This repository contains code for computing all the different square factors of a words. This program is an implementation of the algorithm described of the article Linear time algorithms for finding and representing all the tandem repeats in a string by Dan Gusfield and Jens Stoye (https://doi.org/10.1016/j.jcss.2004.03.004)
A detailed report (in french) is available in the repo.
Given a word u we say that u is a square if u=vv. The square vocabulary of a words w=w_0w_1...w_n is the set of all the distinct square that occur as a factor in w. Since a factor of length l starting at position i can be represent by a pair (i,l), the square vocabulary is a set of such pair. It has been shown that the number of factors in the square vocabulary is in O(n).

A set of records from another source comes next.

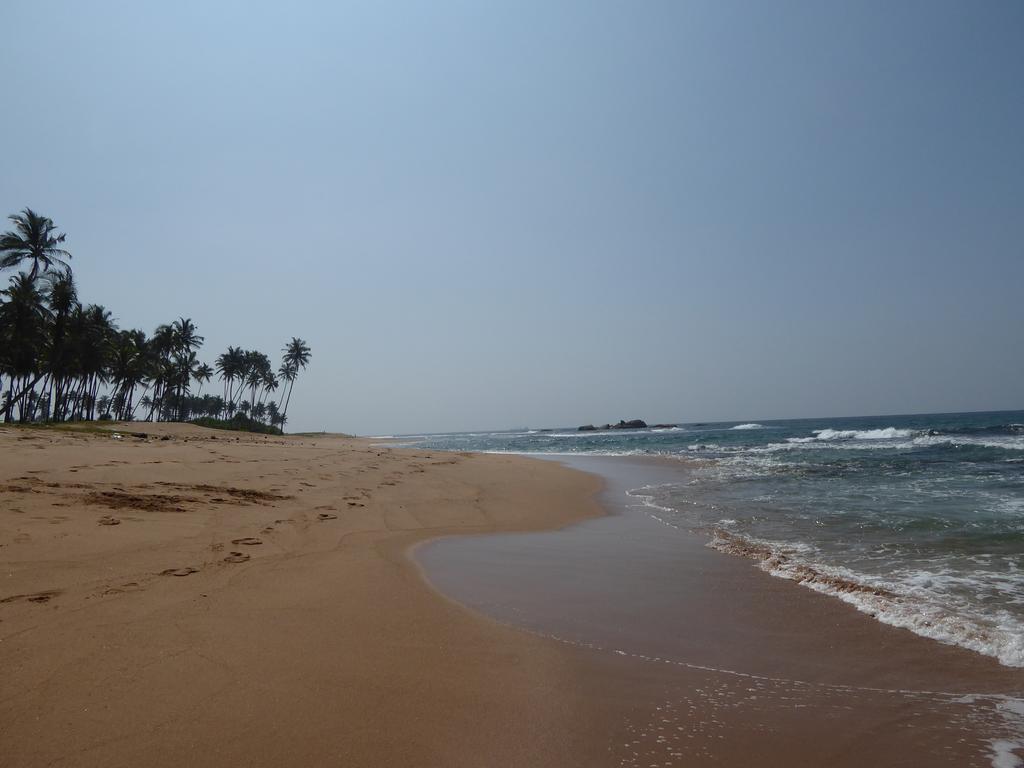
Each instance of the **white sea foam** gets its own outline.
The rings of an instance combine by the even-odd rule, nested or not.
[[[884,429],[815,429],[813,437],[790,437],[790,443],[815,443],[834,442],[836,440],[897,440],[899,438],[913,437],[912,429],[897,429],[896,427],[885,427]]]
[[[730,429],[767,429],[767,427],[764,424],[751,422],[750,424],[737,424],[735,427],[730,427]]]
[[[926,435],[912,429],[816,429],[811,437],[789,437],[786,442],[790,446],[828,443],[830,448],[885,448],[909,450],[928,448],[938,445],[977,445],[985,448],[998,448],[1004,451],[1024,451],[1024,437],[1007,435],[978,437],[974,435]],[[767,446],[772,450],[783,450],[783,443],[771,443]],[[758,450],[751,448],[750,450]]]
[[[964,697],[969,704],[974,704],[980,697]],[[995,700],[996,713],[1002,718],[1006,731],[1004,736],[989,741],[992,751],[989,758],[993,768],[1020,768],[1024,760],[1020,755],[1024,752],[1024,699],[1010,696]]]
[[[971,435],[921,435],[915,437],[913,447],[933,445],[980,445],[985,448],[998,448],[1004,451],[1024,451],[1024,437],[974,437]]]
[[[1007,667],[1024,667],[1024,624],[1018,619],[1006,611],[981,615],[967,605],[947,604],[942,583],[962,581],[966,575],[907,572],[880,579],[824,565],[814,548],[802,542],[783,544],[721,530],[708,546],[754,557],[771,575],[837,597],[883,624],[992,656]]]
[[[1024,760],[1016,754],[1024,747],[1024,742],[994,739],[989,744],[992,747],[992,768],[1020,768],[1024,765]]]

The algorithm is based on the Suffix tree data structure.
One must have Sagemath installed to run the program. It is mostly used to for the words and the suffix tree library.
The main class is DecoratedSuffixTree
. A instance of this class is used to
compute compute the square vocabulary of a words in the form of a list of pair
(i,l).
Below are some examples that can be reproduced once Sagemath is started
sage: load('decorated_suffix_tree.py') sage: w=Word('aabb') sage: DecoratedSuffixTree(w).square_vocabulary() [(0, 0), (0, 2), (2, 2)] sage: w=Word('00110011010') sage: DecoratedSuffixTree(w).square_vocabulary(output="word") [word: , word: 01100110, word: 00110011, word: 00, word: 11, word: 1010]
All files in this repository are subject to the GPLv3 license.